I have std::atomic<T> atomic_value;
(for type T being bool, int32_t, int64_t and any other). If 1st thread does
atomic_value.store(value, std::memory_order_relaxed);
and in 2nd thread at some points of code I do
auto value = atomic_value.load(std::memory_order_relaxed);
How fast is this updated atomic value propagated from 1st thread to 2nd, between CPU cores? (for all CPU models)
Is it propagated almost-immediately? For example up-to speed of cache coherence propagation in Intel, meaning that 0-2 cycles or so. Maybe few more cycles for some other CPU models/manufacturers.
Or this value may stuck un-updated for many many cycles sometimes?
Does atomic guarantee that value is propagated between CPU cores as fast as possible for given CPU?
Maybe if instead on 1st thread I do
atomic_value.store(value, std::memory_order_release);
and on 2nd thread
auto value = atomic_value.load(std::memory_order_acquire);
then will it help to propagate value faster? (notice change of both memory orders) And now with speed guarantee? Or it will be same gurantee of speed as for relaxed order?
As a side question - does replacing relaxed order with release+acquire also synchronizes all modifications in other (non-atomic) variables?
Meaning that in 1st thread everything that was written to memory before store-with-release, is this whole memory guaranteed in 2nd thread to be exactly in final state (same as in 1st thread) at point of load-with-acquire, of course in a case if loaded value was new one (updated).
So this means that for ANY type of std::atomic<> (or std::atomic_flag) point of store-with-release in one thread synchronizes all memory writes before it with point in another thread that does load-with-acquire of same atomic, in a case of course if in other thread value of atomic got updated? (Sure if value in 2nd thread is not yet new then we expect that memory writes have not yet finished)
PS. Why question arose... Because according to name "atomic"
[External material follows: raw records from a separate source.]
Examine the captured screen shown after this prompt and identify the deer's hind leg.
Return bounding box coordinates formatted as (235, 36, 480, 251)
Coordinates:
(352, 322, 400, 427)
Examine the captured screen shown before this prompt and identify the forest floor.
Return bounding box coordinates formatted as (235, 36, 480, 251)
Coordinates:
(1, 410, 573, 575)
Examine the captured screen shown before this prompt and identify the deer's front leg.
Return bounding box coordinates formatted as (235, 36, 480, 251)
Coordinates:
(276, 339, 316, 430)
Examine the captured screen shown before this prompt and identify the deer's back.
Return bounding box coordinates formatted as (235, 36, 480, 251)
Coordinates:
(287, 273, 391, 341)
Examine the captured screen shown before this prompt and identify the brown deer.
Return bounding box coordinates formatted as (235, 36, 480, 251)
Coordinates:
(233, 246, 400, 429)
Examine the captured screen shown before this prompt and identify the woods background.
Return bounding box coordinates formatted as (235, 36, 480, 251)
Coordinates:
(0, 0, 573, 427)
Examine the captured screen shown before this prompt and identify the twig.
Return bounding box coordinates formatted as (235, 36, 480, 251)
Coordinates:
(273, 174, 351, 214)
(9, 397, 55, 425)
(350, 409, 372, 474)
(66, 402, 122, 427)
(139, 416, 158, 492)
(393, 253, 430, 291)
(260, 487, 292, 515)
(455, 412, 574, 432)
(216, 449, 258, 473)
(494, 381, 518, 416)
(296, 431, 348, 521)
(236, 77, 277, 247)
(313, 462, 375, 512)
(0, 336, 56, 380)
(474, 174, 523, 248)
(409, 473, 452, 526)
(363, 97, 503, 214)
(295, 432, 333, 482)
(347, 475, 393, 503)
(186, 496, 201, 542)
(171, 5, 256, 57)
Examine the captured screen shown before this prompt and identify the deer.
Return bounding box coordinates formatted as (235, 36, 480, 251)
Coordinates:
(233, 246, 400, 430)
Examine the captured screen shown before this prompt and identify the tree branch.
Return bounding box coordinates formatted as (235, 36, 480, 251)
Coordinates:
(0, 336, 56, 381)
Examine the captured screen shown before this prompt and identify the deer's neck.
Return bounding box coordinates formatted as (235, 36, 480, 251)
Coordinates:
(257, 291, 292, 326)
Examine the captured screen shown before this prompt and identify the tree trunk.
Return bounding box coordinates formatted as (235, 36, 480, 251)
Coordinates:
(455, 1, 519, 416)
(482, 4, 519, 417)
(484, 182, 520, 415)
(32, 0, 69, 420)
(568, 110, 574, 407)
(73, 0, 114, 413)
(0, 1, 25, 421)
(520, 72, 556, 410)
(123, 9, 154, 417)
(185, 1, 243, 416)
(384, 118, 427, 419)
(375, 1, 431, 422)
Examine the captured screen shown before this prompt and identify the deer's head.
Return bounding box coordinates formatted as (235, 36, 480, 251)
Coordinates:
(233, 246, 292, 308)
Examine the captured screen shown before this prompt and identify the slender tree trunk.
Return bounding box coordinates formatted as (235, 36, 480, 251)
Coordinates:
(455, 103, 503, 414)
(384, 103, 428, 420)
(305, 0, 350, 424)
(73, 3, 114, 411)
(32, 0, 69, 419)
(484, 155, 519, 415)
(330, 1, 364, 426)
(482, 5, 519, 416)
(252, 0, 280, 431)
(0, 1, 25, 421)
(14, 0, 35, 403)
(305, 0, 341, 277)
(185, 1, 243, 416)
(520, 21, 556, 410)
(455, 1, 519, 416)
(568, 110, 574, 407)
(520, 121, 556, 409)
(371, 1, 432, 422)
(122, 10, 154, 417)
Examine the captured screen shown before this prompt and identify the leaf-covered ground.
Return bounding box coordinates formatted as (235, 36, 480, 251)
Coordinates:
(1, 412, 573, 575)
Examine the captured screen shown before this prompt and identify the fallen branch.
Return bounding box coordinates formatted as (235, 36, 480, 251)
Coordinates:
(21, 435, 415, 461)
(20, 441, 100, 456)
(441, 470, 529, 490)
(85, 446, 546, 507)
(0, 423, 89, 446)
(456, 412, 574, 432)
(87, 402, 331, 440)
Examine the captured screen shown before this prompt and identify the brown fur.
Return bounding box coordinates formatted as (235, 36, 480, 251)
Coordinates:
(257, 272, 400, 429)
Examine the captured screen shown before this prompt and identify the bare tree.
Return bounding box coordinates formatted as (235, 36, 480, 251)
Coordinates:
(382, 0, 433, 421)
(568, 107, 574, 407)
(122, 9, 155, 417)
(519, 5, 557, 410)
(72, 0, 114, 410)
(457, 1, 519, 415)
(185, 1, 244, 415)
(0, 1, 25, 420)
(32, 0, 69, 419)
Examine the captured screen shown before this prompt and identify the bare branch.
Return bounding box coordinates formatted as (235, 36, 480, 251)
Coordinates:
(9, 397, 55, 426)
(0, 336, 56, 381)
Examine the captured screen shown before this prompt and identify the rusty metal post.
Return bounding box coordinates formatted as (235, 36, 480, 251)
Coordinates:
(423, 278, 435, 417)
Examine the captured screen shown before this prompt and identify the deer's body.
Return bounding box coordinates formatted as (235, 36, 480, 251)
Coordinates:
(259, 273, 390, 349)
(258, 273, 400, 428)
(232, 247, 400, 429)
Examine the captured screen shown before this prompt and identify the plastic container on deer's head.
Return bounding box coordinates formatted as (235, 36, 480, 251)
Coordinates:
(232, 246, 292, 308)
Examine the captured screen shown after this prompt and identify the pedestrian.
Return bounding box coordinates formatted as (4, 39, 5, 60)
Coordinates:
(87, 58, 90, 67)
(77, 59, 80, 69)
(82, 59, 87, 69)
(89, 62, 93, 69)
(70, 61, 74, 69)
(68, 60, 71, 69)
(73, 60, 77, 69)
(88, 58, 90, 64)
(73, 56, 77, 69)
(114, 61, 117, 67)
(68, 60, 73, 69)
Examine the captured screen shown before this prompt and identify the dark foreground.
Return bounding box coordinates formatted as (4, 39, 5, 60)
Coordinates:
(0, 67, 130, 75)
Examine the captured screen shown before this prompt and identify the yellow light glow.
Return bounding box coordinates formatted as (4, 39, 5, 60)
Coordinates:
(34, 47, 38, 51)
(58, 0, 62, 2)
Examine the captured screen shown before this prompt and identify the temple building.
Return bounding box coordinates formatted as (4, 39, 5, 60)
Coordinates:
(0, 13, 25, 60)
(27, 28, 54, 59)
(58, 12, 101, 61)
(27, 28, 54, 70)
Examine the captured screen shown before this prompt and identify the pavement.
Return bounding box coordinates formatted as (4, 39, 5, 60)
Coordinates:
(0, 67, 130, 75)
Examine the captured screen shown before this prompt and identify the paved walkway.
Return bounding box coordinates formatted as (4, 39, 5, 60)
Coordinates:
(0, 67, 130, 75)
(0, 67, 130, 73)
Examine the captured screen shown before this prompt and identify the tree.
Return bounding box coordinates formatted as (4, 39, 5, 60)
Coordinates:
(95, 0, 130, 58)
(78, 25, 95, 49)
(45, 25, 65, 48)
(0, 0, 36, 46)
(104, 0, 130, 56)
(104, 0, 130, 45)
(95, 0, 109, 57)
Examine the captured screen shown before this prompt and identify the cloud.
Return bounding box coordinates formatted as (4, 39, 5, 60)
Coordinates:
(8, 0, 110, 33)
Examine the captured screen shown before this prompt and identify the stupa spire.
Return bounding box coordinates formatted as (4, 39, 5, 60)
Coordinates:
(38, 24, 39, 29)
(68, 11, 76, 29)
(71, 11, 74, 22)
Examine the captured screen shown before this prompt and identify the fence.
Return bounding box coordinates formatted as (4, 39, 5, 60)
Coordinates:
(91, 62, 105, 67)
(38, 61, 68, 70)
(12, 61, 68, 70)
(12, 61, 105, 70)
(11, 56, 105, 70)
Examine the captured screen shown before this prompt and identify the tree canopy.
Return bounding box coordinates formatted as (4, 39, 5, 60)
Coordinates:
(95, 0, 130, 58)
it is obvious to conclude (probably miss-conclude) that by default (without extra constraints, i.e. with just relaxed memory order) std::atomic<> just makes any arithmetic operation atomical, and nothing else, no other guarantees about synchronization or speed of propagation. Meaning that write to memory location will be whole (e.g. all 4 bytes at once for int32_t), or exchange with atomic location will do both read-write atomically (actually in a locked fashion), or incrementing a value will do atomically three operations read-add-write.